Any exportable surplus at all would have been an achievement. In 1914 Britain produced only about onetenth of the dyes she used; last year she made four-fifths of the £6,000,000 worth needed for the home market. In normal times Germany, France and Italy supply between them 39.8 per cent, of a world production estimated at 250,000 tons, the United Kingdom’s share being 11 per cent. British dyestuffs manufacturers are now producing, under license, chemical products hitherto exclusively prepared in Germany, among them certain specialised dyestuffs. Since this step was taken, the entry of Italy into the war has blocked the exportation of Italian dyestuffs, and of German dyestuffs ostensibly of Italian origin but actually made by companies associated with Germany and using German patents and technical assistance. There are now other openings in the colonial markets of Holland, Belgium and France and Switzerland also is, for the time, no longer a competitor in the overseas markets.

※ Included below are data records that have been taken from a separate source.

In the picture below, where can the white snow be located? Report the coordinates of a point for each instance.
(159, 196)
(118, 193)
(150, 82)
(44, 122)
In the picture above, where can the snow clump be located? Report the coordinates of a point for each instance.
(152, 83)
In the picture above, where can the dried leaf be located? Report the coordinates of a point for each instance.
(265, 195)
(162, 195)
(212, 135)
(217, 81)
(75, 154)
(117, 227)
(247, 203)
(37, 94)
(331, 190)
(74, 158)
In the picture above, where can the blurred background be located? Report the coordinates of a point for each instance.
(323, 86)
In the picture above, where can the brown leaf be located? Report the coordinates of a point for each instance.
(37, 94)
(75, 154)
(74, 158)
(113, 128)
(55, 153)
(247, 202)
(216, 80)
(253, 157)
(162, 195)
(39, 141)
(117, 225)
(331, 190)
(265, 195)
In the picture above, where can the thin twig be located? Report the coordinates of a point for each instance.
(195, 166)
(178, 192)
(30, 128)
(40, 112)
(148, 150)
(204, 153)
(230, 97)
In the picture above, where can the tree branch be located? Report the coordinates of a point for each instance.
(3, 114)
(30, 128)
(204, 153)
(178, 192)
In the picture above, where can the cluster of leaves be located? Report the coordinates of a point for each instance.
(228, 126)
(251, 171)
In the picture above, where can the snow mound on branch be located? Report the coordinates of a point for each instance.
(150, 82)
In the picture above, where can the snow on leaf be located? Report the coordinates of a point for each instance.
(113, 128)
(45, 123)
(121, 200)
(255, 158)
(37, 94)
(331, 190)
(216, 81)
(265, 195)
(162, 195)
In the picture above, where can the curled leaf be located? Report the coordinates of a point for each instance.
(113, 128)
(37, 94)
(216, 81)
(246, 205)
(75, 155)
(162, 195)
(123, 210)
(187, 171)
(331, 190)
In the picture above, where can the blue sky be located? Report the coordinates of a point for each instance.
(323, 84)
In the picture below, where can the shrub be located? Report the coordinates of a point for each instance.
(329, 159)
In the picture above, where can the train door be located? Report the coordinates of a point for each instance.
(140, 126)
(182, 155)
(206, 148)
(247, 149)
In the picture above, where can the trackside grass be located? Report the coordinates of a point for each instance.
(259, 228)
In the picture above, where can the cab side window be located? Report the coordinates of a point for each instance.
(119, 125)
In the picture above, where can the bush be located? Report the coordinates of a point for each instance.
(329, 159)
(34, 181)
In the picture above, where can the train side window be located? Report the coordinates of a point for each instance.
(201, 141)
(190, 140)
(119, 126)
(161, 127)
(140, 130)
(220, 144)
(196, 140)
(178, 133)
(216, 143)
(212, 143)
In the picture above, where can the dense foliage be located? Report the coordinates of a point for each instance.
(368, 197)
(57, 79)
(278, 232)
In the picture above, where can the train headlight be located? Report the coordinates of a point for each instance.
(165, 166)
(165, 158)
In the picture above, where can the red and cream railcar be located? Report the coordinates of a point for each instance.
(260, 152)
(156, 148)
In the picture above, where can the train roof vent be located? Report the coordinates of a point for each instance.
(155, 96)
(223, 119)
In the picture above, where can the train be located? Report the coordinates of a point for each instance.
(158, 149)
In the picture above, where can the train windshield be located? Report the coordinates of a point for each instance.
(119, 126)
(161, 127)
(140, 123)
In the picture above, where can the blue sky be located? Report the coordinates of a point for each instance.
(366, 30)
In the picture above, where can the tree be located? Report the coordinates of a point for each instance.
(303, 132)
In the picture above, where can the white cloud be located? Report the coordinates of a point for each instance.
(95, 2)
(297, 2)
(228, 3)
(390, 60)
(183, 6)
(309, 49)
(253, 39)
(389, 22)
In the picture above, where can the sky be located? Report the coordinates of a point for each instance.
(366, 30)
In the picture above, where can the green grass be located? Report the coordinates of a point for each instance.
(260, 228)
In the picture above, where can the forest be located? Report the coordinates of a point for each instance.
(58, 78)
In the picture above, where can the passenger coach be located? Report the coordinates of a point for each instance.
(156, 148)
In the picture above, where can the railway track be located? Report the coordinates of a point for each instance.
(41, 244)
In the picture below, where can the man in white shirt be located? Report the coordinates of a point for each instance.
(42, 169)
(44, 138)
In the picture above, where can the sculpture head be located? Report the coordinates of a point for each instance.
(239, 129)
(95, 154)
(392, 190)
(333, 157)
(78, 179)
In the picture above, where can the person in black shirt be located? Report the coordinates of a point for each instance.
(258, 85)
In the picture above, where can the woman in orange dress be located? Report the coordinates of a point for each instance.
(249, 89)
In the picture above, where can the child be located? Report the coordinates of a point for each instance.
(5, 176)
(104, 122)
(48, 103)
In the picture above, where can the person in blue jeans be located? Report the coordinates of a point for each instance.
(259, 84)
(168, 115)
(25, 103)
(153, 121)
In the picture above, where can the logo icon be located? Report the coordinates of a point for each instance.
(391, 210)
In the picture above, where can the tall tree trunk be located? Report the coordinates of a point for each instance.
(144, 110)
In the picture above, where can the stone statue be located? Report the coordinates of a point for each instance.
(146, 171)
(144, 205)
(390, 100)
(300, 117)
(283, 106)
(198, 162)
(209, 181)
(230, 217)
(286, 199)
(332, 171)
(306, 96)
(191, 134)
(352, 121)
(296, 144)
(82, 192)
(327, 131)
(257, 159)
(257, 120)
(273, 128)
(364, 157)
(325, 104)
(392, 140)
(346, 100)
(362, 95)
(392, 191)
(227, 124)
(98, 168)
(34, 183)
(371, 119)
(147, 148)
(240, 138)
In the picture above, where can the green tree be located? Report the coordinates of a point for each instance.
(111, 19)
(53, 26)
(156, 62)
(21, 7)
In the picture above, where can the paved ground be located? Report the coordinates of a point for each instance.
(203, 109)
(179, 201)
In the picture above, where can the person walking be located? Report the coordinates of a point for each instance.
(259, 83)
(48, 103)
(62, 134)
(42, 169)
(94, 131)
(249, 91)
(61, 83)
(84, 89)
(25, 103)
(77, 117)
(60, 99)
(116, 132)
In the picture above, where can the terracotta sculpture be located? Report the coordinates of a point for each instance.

The United States (21 per cent, of total production), Russia (11 per cent.) and Japan (8 per cent.) remain. Of these the United States requires most of her production for her own use, Russia is probably supplying Germany and her other neighbours, while Japan is interested largely in the cheaper grades. There, therefore, lies open to Great Britain to-day a market for one-half of the world’s finished dyestuffs, and, while first meeting her own war needs, she is now turning her attention to it in earnest and with growing success.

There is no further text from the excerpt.